REPUBLIKA.CO.ID, ANKARA - Ekonomi Afghanistan mungkin mengalami kontraksi hingga 30 persen tahun ini dengan penurunan impor, depresiasi, dan percepatan inflasi di Afghanistan, kata Dana Moneter Internasional (IMF) dalam sebuah laporan pada Selasa.
“Afghanistan telah mengalami banyak guncangan setelah kembalinya Taliban ke tampuk kekuasaan,” kata IMF dalam Laporan Ekonomi Regional untuk Timur Tengah dan Asia Tengah.

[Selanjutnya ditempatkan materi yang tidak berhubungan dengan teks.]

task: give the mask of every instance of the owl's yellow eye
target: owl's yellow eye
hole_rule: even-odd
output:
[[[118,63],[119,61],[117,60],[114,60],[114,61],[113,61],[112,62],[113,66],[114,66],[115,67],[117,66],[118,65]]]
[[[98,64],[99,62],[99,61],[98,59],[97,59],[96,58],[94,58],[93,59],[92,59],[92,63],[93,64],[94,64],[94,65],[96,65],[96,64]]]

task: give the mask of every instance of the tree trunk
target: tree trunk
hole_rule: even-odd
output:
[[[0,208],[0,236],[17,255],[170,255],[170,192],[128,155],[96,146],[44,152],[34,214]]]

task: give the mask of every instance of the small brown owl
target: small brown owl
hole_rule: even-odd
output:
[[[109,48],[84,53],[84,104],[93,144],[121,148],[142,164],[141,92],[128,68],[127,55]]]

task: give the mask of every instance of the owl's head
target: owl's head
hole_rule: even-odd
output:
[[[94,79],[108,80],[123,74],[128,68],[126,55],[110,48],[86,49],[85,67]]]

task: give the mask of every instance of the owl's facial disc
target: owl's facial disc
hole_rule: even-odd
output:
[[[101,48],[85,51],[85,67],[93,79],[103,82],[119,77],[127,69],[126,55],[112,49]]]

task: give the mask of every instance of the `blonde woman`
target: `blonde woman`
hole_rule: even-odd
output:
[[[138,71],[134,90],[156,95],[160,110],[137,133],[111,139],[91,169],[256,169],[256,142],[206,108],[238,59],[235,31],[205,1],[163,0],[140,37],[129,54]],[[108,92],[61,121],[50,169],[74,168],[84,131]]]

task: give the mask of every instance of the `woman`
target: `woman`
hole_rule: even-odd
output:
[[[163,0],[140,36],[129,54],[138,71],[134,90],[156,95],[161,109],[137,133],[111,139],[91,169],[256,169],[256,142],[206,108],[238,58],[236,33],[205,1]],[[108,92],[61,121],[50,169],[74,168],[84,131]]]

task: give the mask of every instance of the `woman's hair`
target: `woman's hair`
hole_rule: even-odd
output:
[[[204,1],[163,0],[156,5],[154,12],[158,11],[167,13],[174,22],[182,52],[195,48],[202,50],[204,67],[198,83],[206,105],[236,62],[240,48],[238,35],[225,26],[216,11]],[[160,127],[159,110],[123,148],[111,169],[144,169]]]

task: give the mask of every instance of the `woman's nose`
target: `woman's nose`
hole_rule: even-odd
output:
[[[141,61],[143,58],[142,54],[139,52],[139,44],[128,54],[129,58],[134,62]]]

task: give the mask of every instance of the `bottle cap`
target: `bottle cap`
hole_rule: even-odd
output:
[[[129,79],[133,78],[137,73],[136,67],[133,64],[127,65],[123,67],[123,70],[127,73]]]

"Dengan dihentikannya bantuan non-kemanusiaan dan sebagian besar aset asing dibekukan, ekonomi Afghanistan yang bergantung pada bantuan menghadapi krisis fiskal dan neraca pembayaran yang parah. Kekurangan uang tunai dan hilangnya hubungan perbankan koresponden telah melumpuhkan bank-bank Afghanistan," tambah IMF.

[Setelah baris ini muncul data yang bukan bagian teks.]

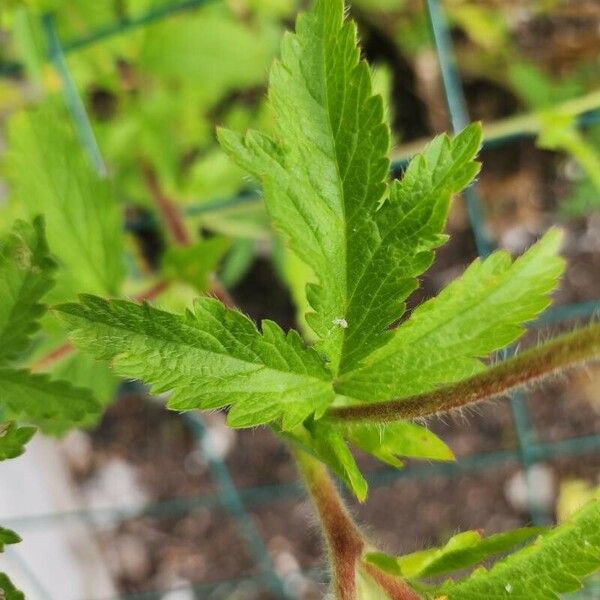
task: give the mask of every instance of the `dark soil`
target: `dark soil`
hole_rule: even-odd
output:
[[[595,3],[571,4],[591,10]],[[519,29],[519,43],[525,52],[536,52],[538,57],[540,48],[546,48],[542,58],[555,72],[562,72],[571,65],[574,44],[583,48],[584,55],[588,52],[589,27],[581,23],[582,19],[577,10],[567,9],[557,11],[553,17],[540,17]],[[395,79],[395,90],[412,87],[413,67],[390,47],[385,29],[382,33],[381,27],[370,21],[365,21],[362,29],[367,37],[371,31],[367,53],[395,64],[403,74],[402,80]],[[497,82],[471,80],[466,91],[474,114],[479,116],[498,118],[517,111],[510,90],[499,88]],[[413,98],[411,102],[414,112],[410,129],[406,119],[396,125],[419,137],[429,131],[428,116],[421,99]],[[401,107],[397,113],[406,115],[405,109],[406,106]],[[485,166],[479,183],[488,217],[487,233],[498,245],[520,252],[548,226],[563,222],[567,230],[565,252],[569,268],[557,295],[561,304],[600,298],[600,221],[598,217],[581,217],[564,222],[559,216],[561,199],[570,187],[564,175],[566,160],[562,155],[536,149],[533,142],[519,142],[484,153]],[[423,278],[411,306],[435,294],[476,257],[466,212],[460,202],[456,203],[449,231],[450,242],[439,252],[435,267]],[[289,296],[267,262],[257,262],[233,290],[233,295],[252,317],[274,318],[285,327],[293,325]],[[555,330],[547,328],[540,335]],[[599,389],[600,374],[590,370],[533,391],[527,407],[535,436],[542,442],[557,442],[597,434]],[[596,403],[592,400],[594,396]],[[210,431],[221,431],[216,417],[208,418],[207,423]],[[434,420],[429,425],[458,457],[518,448],[508,402],[481,406]],[[232,439],[226,464],[236,487],[244,491],[242,497],[247,502],[250,522],[263,540],[277,573],[290,584],[297,597],[321,598],[322,584],[311,583],[300,574],[308,571],[322,582],[323,576],[318,573],[323,560],[322,545],[309,507],[293,485],[296,471],[287,450],[264,429],[229,435]],[[80,483],[86,485],[109,459],[119,457],[133,467],[150,503],[145,512],[133,518],[116,526],[104,524],[98,528],[98,539],[123,593],[199,585],[260,573],[235,511],[232,512],[231,506],[227,510],[214,505],[217,486],[182,418],[156,401],[124,395],[108,410],[92,432],[91,440],[92,459],[76,473]],[[432,475],[428,471],[430,466],[422,464],[410,465],[407,471],[398,473],[391,473],[365,457],[361,457],[361,464],[373,481],[372,491],[366,504],[352,503],[352,510],[372,537],[390,551],[421,549],[468,528],[495,532],[530,522],[529,513],[511,502],[506,493],[507,483],[521,469],[518,454],[487,468],[480,466],[470,473],[449,476]],[[590,451],[570,458],[549,457],[544,466],[553,475],[556,495],[560,482],[569,478],[596,482],[600,458]],[[268,493],[265,486],[270,486]],[[178,498],[196,498],[196,501],[167,502]],[[546,512],[552,517],[553,506]],[[142,558],[138,563],[131,559],[125,565],[127,561],[121,560],[120,552],[134,555],[137,552]],[[196,597],[277,596],[261,584],[239,583],[233,588],[211,591],[198,588]]]

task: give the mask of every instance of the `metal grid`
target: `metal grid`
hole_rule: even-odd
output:
[[[65,103],[69,109],[80,142],[88,152],[90,159],[99,173],[106,173],[104,160],[94,136],[85,105],[69,71],[66,54],[87,48],[95,43],[132,30],[136,27],[141,27],[160,19],[167,18],[170,15],[200,7],[214,1],[215,0],[180,0],[178,2],[172,2],[152,9],[135,18],[110,23],[87,35],[68,41],[62,41],[60,39],[53,15],[46,14],[42,17],[42,26],[47,39],[48,60],[53,64],[61,79]],[[461,79],[457,69],[448,21],[441,0],[423,0],[423,3],[431,25],[432,39],[438,56],[452,128],[455,131],[458,131],[469,123],[469,115]],[[18,71],[18,64],[10,63],[5,65],[5,68],[0,66],[0,74],[13,74]],[[600,121],[600,109],[590,111],[579,117],[580,125],[598,121]],[[525,130],[511,133],[508,136],[496,138],[487,143],[484,142],[484,149],[486,147],[495,147],[500,144],[510,144],[531,136],[532,132]],[[406,162],[407,161],[404,160],[394,162],[392,164],[392,170],[396,172],[399,171],[405,166]],[[224,207],[231,207],[245,202],[255,201],[259,196],[260,192],[258,190],[246,191],[233,198],[216,199],[212,202],[188,207],[187,211],[189,215],[193,215],[219,210]],[[493,247],[485,234],[485,211],[483,205],[479,201],[476,186],[473,185],[466,190],[464,197],[478,253],[480,256],[485,257],[493,250]],[[600,300],[569,306],[559,306],[546,311],[532,327],[560,323],[570,319],[589,318],[599,311]],[[531,479],[529,477],[531,468],[541,461],[552,458],[582,456],[599,452],[600,434],[571,438],[557,442],[540,442],[537,439],[536,431],[528,412],[526,397],[523,393],[516,393],[512,396],[511,409],[519,442],[516,449],[470,455],[463,457],[459,459],[458,462],[452,464],[426,464],[412,466],[404,470],[384,469],[376,471],[369,473],[366,476],[370,486],[375,488],[389,486],[397,480],[404,478],[453,478],[506,465],[520,465],[526,473],[531,520],[538,524],[548,522],[548,515],[545,515],[540,507],[537,506],[535,494],[531,489]],[[269,589],[277,598],[285,600],[293,599],[295,597],[293,592],[289,588],[289,585],[276,573],[265,543],[261,539],[247,511],[250,507],[257,507],[282,499],[301,498],[304,495],[301,484],[296,482],[291,484],[237,489],[227,465],[223,462],[219,453],[214,451],[209,438],[205,435],[206,426],[202,416],[198,413],[188,413],[182,415],[182,418],[193,433],[195,443],[206,460],[208,470],[211,478],[216,484],[217,491],[197,497],[174,498],[168,501],[156,502],[145,506],[143,514],[156,518],[169,518],[183,515],[187,511],[198,507],[220,507],[230,517],[236,520],[248,554],[252,557],[258,567],[258,574],[256,575],[228,579],[210,584],[199,584],[191,587],[186,586],[185,589],[191,589],[196,594],[201,595],[201,597],[208,597],[209,594],[232,591],[244,582],[252,582]],[[123,506],[118,510],[111,508],[71,511],[13,518],[8,521],[4,520],[3,525],[23,529],[27,527],[43,526],[44,523],[55,523],[70,519],[82,519],[86,522],[93,522],[95,518],[99,517],[110,517],[114,522],[119,522],[120,520],[131,518],[136,512],[136,508],[128,506]],[[13,553],[13,557],[18,560],[18,555]],[[40,597],[46,600],[57,600],[52,596],[49,590],[44,589],[41,582],[36,578],[35,574],[28,569],[27,565],[21,564],[20,566],[23,568],[24,575],[30,580],[32,587],[37,591]],[[305,572],[305,574],[321,581],[326,579],[326,573],[318,569],[309,570]],[[173,588],[169,588],[168,590],[155,590],[138,594],[122,595],[119,596],[119,598],[106,600],[154,600],[160,598],[162,594],[172,591],[174,591]],[[592,582],[588,587],[588,591],[582,592],[577,597],[593,599],[598,598],[598,594],[600,594],[599,588],[597,586],[594,587]]]

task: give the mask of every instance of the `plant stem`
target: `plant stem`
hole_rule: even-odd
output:
[[[156,209],[169,232],[173,242],[178,246],[189,246],[192,243],[185,223],[179,214],[178,207],[164,193],[156,171],[147,164],[142,165],[144,181],[152,197]]]
[[[327,542],[335,598],[357,600],[356,569],[363,538],[323,463],[302,450],[296,449],[295,457]]]
[[[150,192],[150,196],[160,213],[164,226],[169,232],[173,243],[177,246],[190,246],[192,238],[185,226],[177,205],[163,191],[156,171],[147,164],[142,164],[144,181]],[[211,293],[228,308],[234,308],[235,303],[229,292],[221,285],[216,277],[213,277]]]
[[[136,296],[133,297],[133,300],[136,302],[145,302],[147,300],[152,300],[157,296],[160,296],[162,292],[164,292],[169,287],[168,281],[159,281],[155,283],[153,286],[149,287],[147,290],[140,292]],[[61,359],[66,358],[73,352],[75,348],[72,346],[70,342],[65,342],[60,346],[57,346],[53,350],[50,350],[47,354],[40,357],[36,360],[31,366],[30,369],[34,373],[39,373],[40,371],[47,371],[52,365],[59,362]]]
[[[384,573],[381,569],[368,562],[363,562],[361,566],[377,582],[379,587],[385,591],[389,600],[421,600],[421,596],[402,579]]]
[[[454,385],[400,400],[332,408],[336,421],[398,421],[427,417],[504,396],[562,370],[600,357],[600,325],[560,336]]]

Organisasi internasional itu mengatakan gejolak di Afghanistan, ditambah dengan pandemi dan kekeringan, telah mendorong ekonomi rapuh negara itu ke dalam krisis yang mencakup penurunan penghasilan, kelumpuhan bank, dan meningkatnya kemiskinan.

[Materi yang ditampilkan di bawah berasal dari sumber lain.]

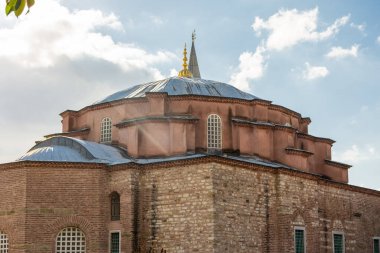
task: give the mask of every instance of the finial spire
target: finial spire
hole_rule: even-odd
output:
[[[193,77],[191,72],[187,69],[187,50],[186,50],[186,43],[185,48],[183,49],[183,69],[178,73],[179,77]]]
[[[190,51],[190,60],[189,60],[189,70],[193,74],[194,78],[201,78],[201,73],[199,72],[199,66],[198,66],[198,61],[197,61],[197,54],[195,52],[195,46],[194,46],[194,41],[197,38],[195,34],[195,30],[191,34],[191,51]]]

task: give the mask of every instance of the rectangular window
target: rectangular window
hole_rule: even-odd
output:
[[[294,228],[294,252],[305,253],[305,228]]]
[[[373,238],[373,253],[380,253],[380,237]]]
[[[334,253],[344,253],[344,235],[343,233],[333,233]]]
[[[111,232],[111,253],[120,253],[120,232]]]

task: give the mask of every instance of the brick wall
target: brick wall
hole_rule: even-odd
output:
[[[0,170],[0,188],[0,231],[8,236],[9,252],[24,252],[26,169]]]
[[[147,166],[50,165],[0,169],[0,230],[10,252],[54,252],[67,226],[82,229],[87,252],[294,252],[294,227],[307,252],[332,252],[332,232],[347,253],[372,252],[380,236],[380,193],[316,176],[223,159]],[[110,194],[120,194],[120,221]],[[154,252],[154,251],[153,251]]]

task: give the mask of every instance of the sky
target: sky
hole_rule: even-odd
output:
[[[4,10],[5,1],[0,1]],[[202,78],[310,117],[349,183],[380,190],[380,1],[36,0],[0,15],[0,163],[61,131],[59,113],[176,75],[197,34]]]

IMF memperingatkan bahwa penurunan standar hidup mengancam jutaan orang jatuh ke dalam kemiskinan dan itu dapat menyebabkan krisis kemanusiaan.
"Gejolak di Afghanistan diperkirakan akan menghasilkan dampak ekonomi dan keamanan yang penting ke kawasan dan sekitarnya. Ini telah memicu migrasi internal dan dapat memicu lonjakan pengungsi ke negara-negara tetangga, Turki, dan Eropa," kata laporan tersebut.
IMF juga telah meningkatkan prospek pertumbuhannya untuk kawasan Timur Tengah dan Afrika Utara (MENA), yang sekarang diperkirakan akan meningkat 4,1 persen pada 2021 dan 2022 – masing-masing naik 0,1 dan 0,4 poin persentase, dari perkiraan sebelumnya yang dibuat pada April.
Lembaga ini memperkirakan inflasi di wilayah MENA naik menjadi rata-rata 12,9 persen tahun ini dan 8,8 persen tahun depan – juga masing-masing naik 0,1 dan 0,2 poin persentase, dari perkiraan pada April.